We may determine the relative contribution of the two classifiers by calculating respective weights Wi = (t - tmι) / (tm2~tmι) for the first classifier 14 and w2 = (tm2-t)/(tm2-tmι) for the second classifier 15. The improved 3D point R3 may then be calculated as follows: R3 = w1 * R1 + w2 * R2
In an alternative embodiment, the weighting is determined by classification error estimates as opposed to temporal proximity.

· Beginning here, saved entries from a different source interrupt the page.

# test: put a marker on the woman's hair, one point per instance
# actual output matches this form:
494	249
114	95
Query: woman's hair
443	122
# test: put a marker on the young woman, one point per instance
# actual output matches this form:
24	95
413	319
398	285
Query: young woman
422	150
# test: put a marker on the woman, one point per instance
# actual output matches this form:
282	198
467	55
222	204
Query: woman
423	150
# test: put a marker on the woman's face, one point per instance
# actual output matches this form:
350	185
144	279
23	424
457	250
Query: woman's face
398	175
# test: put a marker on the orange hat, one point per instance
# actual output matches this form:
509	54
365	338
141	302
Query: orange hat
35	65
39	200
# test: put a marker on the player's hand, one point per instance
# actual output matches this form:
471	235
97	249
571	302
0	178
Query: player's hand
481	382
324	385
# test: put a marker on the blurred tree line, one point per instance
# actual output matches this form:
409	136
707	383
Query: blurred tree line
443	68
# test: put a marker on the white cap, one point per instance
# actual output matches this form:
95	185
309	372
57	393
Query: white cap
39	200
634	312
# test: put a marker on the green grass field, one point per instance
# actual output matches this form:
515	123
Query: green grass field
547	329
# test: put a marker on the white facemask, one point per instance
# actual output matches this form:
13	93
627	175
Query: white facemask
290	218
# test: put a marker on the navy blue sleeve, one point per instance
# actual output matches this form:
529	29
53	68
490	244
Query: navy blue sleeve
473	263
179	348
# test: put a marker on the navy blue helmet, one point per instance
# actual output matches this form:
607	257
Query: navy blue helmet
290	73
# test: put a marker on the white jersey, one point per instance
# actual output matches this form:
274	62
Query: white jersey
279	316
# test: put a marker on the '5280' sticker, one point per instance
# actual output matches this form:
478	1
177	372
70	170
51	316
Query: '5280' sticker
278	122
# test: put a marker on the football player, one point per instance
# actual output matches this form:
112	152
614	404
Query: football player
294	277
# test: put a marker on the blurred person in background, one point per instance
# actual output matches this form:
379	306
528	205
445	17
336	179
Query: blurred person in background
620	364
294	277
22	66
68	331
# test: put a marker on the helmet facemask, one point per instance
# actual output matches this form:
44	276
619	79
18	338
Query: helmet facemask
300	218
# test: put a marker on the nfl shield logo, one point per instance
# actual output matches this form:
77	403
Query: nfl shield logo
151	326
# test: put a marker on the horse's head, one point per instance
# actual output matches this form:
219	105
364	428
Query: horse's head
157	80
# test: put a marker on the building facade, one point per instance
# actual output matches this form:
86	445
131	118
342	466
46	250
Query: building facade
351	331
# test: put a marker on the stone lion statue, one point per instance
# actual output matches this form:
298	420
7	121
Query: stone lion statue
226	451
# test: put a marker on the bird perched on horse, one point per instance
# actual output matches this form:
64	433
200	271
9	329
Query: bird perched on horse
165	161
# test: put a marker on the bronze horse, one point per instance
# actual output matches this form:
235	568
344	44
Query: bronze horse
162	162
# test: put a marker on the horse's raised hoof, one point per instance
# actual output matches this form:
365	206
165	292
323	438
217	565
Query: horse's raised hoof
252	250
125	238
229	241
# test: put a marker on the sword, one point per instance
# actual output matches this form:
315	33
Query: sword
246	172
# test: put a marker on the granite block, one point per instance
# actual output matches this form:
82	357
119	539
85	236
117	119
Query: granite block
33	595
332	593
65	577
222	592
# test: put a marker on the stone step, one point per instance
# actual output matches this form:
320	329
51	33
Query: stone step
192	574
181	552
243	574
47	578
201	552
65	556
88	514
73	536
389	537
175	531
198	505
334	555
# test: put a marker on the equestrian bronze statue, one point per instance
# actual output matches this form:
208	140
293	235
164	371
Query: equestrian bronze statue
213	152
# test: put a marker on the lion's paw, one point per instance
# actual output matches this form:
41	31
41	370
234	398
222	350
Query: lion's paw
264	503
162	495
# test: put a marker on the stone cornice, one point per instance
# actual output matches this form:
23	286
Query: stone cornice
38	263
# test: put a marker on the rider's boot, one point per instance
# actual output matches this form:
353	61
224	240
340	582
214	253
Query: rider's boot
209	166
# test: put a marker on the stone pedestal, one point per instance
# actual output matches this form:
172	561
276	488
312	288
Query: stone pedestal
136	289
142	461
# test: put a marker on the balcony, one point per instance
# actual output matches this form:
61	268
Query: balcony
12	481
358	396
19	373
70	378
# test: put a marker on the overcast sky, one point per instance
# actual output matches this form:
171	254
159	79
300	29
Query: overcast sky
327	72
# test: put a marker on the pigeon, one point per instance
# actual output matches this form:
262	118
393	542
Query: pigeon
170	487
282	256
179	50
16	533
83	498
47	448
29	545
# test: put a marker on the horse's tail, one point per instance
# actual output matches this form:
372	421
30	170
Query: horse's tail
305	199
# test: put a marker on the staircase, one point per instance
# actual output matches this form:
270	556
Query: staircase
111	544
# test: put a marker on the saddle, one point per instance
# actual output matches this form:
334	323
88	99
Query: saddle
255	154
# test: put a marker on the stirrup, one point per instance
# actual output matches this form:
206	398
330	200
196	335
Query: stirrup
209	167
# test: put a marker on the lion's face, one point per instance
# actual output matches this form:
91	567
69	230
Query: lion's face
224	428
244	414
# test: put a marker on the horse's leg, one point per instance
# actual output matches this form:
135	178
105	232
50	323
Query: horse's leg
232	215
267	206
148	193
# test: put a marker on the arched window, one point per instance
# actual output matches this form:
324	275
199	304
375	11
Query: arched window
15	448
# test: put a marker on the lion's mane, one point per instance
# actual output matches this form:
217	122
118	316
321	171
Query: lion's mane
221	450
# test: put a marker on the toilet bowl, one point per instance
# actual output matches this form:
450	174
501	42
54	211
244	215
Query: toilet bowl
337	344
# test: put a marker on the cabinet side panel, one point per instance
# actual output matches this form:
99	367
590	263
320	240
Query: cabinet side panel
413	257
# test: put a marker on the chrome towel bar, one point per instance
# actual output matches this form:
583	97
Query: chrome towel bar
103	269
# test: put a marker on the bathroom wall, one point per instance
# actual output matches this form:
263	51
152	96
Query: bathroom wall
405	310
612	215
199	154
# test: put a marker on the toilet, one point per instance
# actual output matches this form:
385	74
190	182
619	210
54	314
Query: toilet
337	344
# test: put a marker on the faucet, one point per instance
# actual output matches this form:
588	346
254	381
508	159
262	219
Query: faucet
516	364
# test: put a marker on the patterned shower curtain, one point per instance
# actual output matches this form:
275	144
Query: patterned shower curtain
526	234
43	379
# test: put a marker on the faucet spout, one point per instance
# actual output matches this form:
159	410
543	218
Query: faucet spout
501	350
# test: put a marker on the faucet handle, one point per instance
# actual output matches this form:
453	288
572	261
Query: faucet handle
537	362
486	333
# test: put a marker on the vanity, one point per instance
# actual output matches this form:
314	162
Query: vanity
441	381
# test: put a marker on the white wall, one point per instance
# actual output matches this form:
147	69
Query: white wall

It will be appreciated that the present system differs significantly from the applicants prior system and thereby any other method for the generation of depth maps for an image sequence. As can be seen in figure 1 , the applicants prior process required the selection of a number of key frames, and for the depth for a sufficient number of pixels within each key frame to be known. For each key frame, assuming that sufficient pixels had been assigned a depth, a depth map could then be created in phase one. The depth map for each key frame were then used to develop subsequent depth maps for the remaining frames in phase two. This process differs significantly from the present invention which is exemplified in figure 2. Figure 2 shows that it is no longer necessary to select key frames from an image sequence. Further, it is no longer necessary to ensure that a particular frame or key frame, has a depth assigned to a sufficient number of pixels or points. Rather, the present invention takes depth and image data for a number of pixels across a number of frames to create the depth maps. It will be appreciated that the data for the classifier could come from a single frame, particularly if the image sequence is of a still object, but even in this situation it differs from the applicants prior application, in that the classifier is used to generate a depth map for each frame of the shot, rather than the prior system which generated two depth maps for two key frames and then used those key frame depth maps to generate subsequent depth maps. It will be appreciated that in each case the image data for each pixel is known. That is, if we consider RGB components, for each pixel the system knows the relative XY position, and the RGB values. What is required is for a number of pixels across the shot sequence to have a depth assigned to them. This depth may be assigned manually, or automatically or a combination of manual or automatic. This information may then be passed to the classifier of the present invention to thereby create the depth map for each frame of the shot.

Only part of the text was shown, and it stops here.